The M-Series chips are great for the Mac, not so much for the iPhone 14 and Watch Series 8

This year’s iPhone 14 and Watch 8 series are not expected to offer noticeable performance increases over their predecessors, and Apple’s custom Mac processors may be to blame. The 2010 Apple A4 was the first smartphone chip the company created and makes a new chip every year. SoC to go with your new phones. The year-on-year increase in CPU performance peaked in 2015 with the iPhone 6s’ A9, and while Apple still makes smartphone chips faster, annual speed increases have slowed down to the point that the Cupertino giant didn’t even bother to compare the chip’s performance to the iPhone 13 with its predecessor.

Are the Mac M series chips to blame for the slowdown in the iPhone’s A Bionic development?

The Internet is full of rumors that the 6.1-inch iPhone 14 and this year’s 6.7-inch iPhone 14 Max (or the iPhone 14 Plus?) Will be powered by last year’s A15 Bionic , although Apple may change a few things here and there and mark a new name. It is rumored that the more expensive 6.1-inch iPhone 14 Pro and the 6.7-inch iPhone 14 Pro Max are powered by the new A16 chip, which will apparently be manufactured with the 5 nm process and not with the newer process 4 nm in which the new Android chips are made. based. The upcoming Watch Series 8 is even expected to have the same processing tasks as the outgoing model.
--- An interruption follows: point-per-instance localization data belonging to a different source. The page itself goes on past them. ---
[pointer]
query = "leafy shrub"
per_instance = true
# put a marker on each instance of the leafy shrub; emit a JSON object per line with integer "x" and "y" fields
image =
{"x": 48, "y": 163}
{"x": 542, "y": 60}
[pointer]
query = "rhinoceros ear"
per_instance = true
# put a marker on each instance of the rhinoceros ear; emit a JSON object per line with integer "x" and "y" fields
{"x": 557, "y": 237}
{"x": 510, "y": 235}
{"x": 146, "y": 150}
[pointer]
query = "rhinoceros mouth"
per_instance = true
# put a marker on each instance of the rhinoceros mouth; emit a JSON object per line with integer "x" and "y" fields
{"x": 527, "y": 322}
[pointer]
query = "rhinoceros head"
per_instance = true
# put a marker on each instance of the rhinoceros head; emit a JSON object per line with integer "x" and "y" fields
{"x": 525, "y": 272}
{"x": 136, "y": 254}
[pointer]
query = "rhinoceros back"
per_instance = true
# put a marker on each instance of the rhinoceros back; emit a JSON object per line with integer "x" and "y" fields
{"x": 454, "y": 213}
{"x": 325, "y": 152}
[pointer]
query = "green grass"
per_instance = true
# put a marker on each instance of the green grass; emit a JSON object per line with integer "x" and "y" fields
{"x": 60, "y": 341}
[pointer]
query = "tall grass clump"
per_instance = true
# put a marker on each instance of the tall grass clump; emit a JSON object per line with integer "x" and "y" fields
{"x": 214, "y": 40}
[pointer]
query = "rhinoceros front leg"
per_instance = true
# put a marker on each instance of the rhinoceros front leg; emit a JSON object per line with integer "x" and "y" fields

The company is also said to be struggling with modem development and it is not entirely clear whether this is due to Qualcomm patents or hardware issues such as overheating.

Are Apple’s chip resources too thin?

In the latest issue of his Power On newsletter, Bloomberg’s Mark Gurman examines whether the iPhone chip has faded into the background due to Apple’s growing attention to the M-series chips that power Mac computers. , as well as some newer iPad models. chips are the company’s most powerful processors and have turned the industry upside down. Apple has announced five M-series chips in a year and a half and is expected to launch several more over the next year. This apparently involved the reallocation of some of the testing, development, and production resources to Mac processors. Apparently, Apple’s chip department is demanding laser precision, which is causing employee exhaustion. Apple has also lost many engineers in recent years. Apple’s reliance on Taiwan Semiconductor Manufacturing Company (TSMC) may also have played an important role, as Apple needs the contracted chip maker to produce 3 nm chips in massive quantities.

All of this, combined with bottlenecks in the supply and rising costs for chip development, could be the reason why Apple is neglecting non-Mac chips.

Gurman points out that this doesn’t seem like a right move, given that 60 percent of Apple’s revenue comes from products that don’t work with M-Series chips.

The good news is that the A15 Bionic was 62 percent faster than the competition chips that powered the best Android phones, so even with minimal improvements, the A16 Bionic will presumably work better than the new ones. Qualcomm, MediaTek and Samsung chips.